The dollar also strengthened on Tuesday, while stock prices slipped, further pressuring oil lower. A stronger dollar makes oil more expensive for investors holding other currencies.

Oil prices had climbed around $2 in earlier trading following attacks on vessels in the Red Sea by Houthi rebels over the weekend, and the reported arrival of an Iranian warship on Monday.

“The market is correcting itself in so far as there have been no supply disruptions and they think it is unlikely that the Iranian warship will engage with American warships,” said Andrew Lipow, president of Lipow Oil Associates.

“Clearly, the oil market will move higher if shots are fired,” Lipow added.

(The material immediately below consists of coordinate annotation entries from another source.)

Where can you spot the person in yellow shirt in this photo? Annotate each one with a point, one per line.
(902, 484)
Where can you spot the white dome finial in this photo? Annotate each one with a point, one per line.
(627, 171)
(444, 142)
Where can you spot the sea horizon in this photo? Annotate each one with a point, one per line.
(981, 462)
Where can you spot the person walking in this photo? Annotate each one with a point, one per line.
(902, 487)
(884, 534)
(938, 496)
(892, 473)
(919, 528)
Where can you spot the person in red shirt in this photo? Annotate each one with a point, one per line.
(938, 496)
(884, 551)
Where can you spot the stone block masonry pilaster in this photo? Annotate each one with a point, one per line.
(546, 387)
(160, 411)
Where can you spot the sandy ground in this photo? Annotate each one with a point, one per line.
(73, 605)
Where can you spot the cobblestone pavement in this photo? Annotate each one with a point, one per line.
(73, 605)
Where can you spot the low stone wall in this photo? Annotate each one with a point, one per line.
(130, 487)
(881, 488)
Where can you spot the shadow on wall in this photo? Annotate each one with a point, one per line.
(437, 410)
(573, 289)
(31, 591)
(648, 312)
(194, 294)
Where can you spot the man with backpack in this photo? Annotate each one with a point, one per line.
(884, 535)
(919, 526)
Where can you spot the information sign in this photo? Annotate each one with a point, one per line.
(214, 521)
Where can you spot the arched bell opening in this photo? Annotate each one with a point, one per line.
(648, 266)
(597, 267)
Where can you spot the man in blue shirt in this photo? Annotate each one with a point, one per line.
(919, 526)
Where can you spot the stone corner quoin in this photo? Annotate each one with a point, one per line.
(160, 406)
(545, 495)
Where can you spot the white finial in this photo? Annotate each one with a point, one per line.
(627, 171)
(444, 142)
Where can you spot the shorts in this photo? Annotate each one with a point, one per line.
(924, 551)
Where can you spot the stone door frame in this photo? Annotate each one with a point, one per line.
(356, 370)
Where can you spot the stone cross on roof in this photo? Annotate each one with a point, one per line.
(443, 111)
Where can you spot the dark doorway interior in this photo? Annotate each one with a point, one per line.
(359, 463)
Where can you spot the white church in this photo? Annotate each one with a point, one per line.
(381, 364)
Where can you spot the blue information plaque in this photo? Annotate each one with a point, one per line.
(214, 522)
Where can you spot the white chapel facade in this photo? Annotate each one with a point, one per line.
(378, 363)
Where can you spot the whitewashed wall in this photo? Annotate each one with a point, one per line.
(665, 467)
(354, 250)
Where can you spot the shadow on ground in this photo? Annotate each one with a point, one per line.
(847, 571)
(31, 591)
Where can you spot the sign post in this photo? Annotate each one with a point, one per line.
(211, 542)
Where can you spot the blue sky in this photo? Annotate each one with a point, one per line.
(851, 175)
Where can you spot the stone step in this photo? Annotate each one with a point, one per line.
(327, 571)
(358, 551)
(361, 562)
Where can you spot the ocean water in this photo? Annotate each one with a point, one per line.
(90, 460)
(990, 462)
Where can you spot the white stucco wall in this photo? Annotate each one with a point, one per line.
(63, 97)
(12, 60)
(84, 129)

On Sunday, U.S. helicopters repelled an attack by Iran-backed Houthi forces on a container vessel operated by Danish shipper Maersk in the Red Sea. On Monday, an Iranian warship had entered the Red Sea, according to the semi-official Tasnim news agency.

Denmark’s Maersk and German rival Hapag-Lloyd said their container ships would keep avoiding the Red Sea route that gives access to the Suez Canal.

A wider conflict could close crucial waterways for oil transportation.

A Reuters survey of economists and analysts predicted Brent crude would average $82.56 a barrel this year, up slightly from the 2023 average of $82.17, with weak global growth expected to cap demand. Geopolitical tensions, however, could support prices.

In China, investor expectations of economic stimulus measures rose after manufacturing activity shrank in December for a third month, government data showed on Sunday.

Any such stimulus could boost oil demand and support crude prices.

Separately, OPEC+ plans to hold a meeting of its Joint Ministerial Monitoring Committee (JMMC) in early February, though an exact date has not been decided, three sources from the alliance said.